Coming to terms with being gay is difficult enough, particularly as a teenager. For sixteen-year-old Jericho Jiles, whose devoutly Christian parents have brought him up to believe the Bible’s word is law, it’s an even greater struggle. During the course of the novel, as his attraction to the same sex becomes harder to ignore, he is forced to question not only his sexuality, but everything his family stands for and the religion he has lived by all his life.

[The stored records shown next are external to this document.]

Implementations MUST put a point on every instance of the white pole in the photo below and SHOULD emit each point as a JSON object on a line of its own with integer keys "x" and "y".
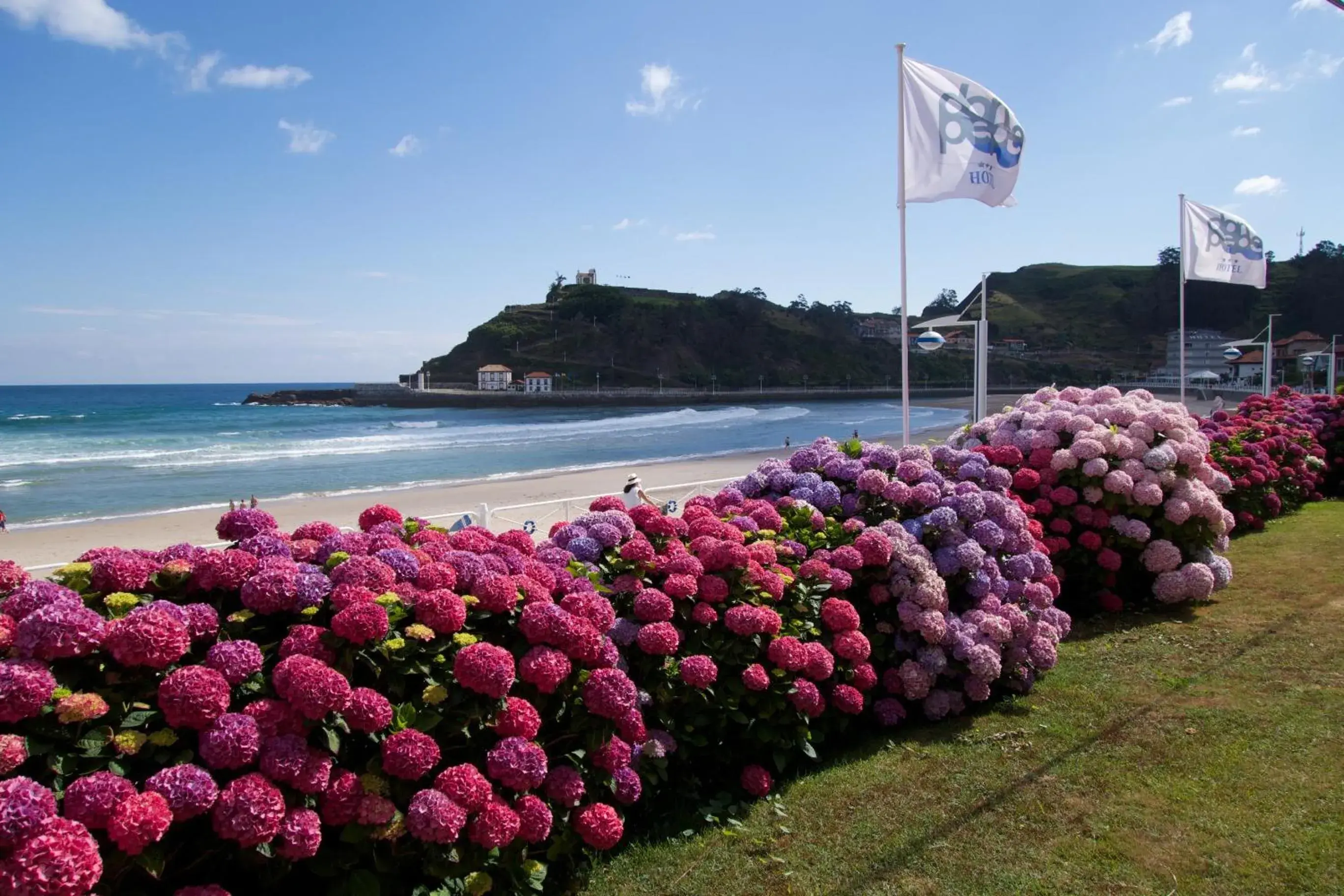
{"x": 983, "y": 350}
{"x": 901, "y": 213}
{"x": 1268, "y": 361}
{"x": 1182, "y": 299}
{"x": 1330, "y": 379}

Things are going well for Jerry. He has loving parents, a sweet girlfriend, and a spot on the school basketball team. If he and his best friend Mac have a habit of getting into scrapes, it’s never anything too serious. Then Dylan Cussler moves to Webster’s Glenn with his boyfriend, stirring up the conservative neighborhood with his campaigns for gay rights, and Jerry and Mac’s trouble-making takes a darker turn. Dylan’s unchristian ways don’t belong in their community. He must be taught a lesson, and the two boys plan to trash Dylan’s home, a plan that goes horribly awry when Dylan catches them in the act.
After fleeing the scene, Jerry is terrified the police will arrest him at any moment. When nothing happens, however, his fear gives way to shame, until he is compelled to return to Dylan’s house and apologize. Jerry certainly doesn’t expect Dylan’s forgiveness, or that talking to him will open the floodgates to his own doubts about himself and his feelings for his friend Hutch. But he isn’t allowed to feel this way; the Bible says so. As he swings between his growing love for Hutch and the security of his relationship with his girlfriend, Jerry is eaten up with guilt and confusion. Will he ever reconcile his religion with these new discoveries about his sexuality?
This is an authentic coming of age story that follows one boy’s journey to find himself. The author does a wonderful job of bringing across the opposing viewpoints, as well as showing Jerry’s hard-fought battle to reach his own conclusions. There’s no denying Jerry is a brilliant protagonist. He has his fair share of faults, and due to some of his actions, isn’t always easy to like. Yet, for all this, he has a good heart that made it impossible for me not to identify with him and his turmoil.
If you enjoy realistic teen novels featuring true-to-life characters, and are interested in the conflict that exists between homosexuality and religion, I can recommend this book.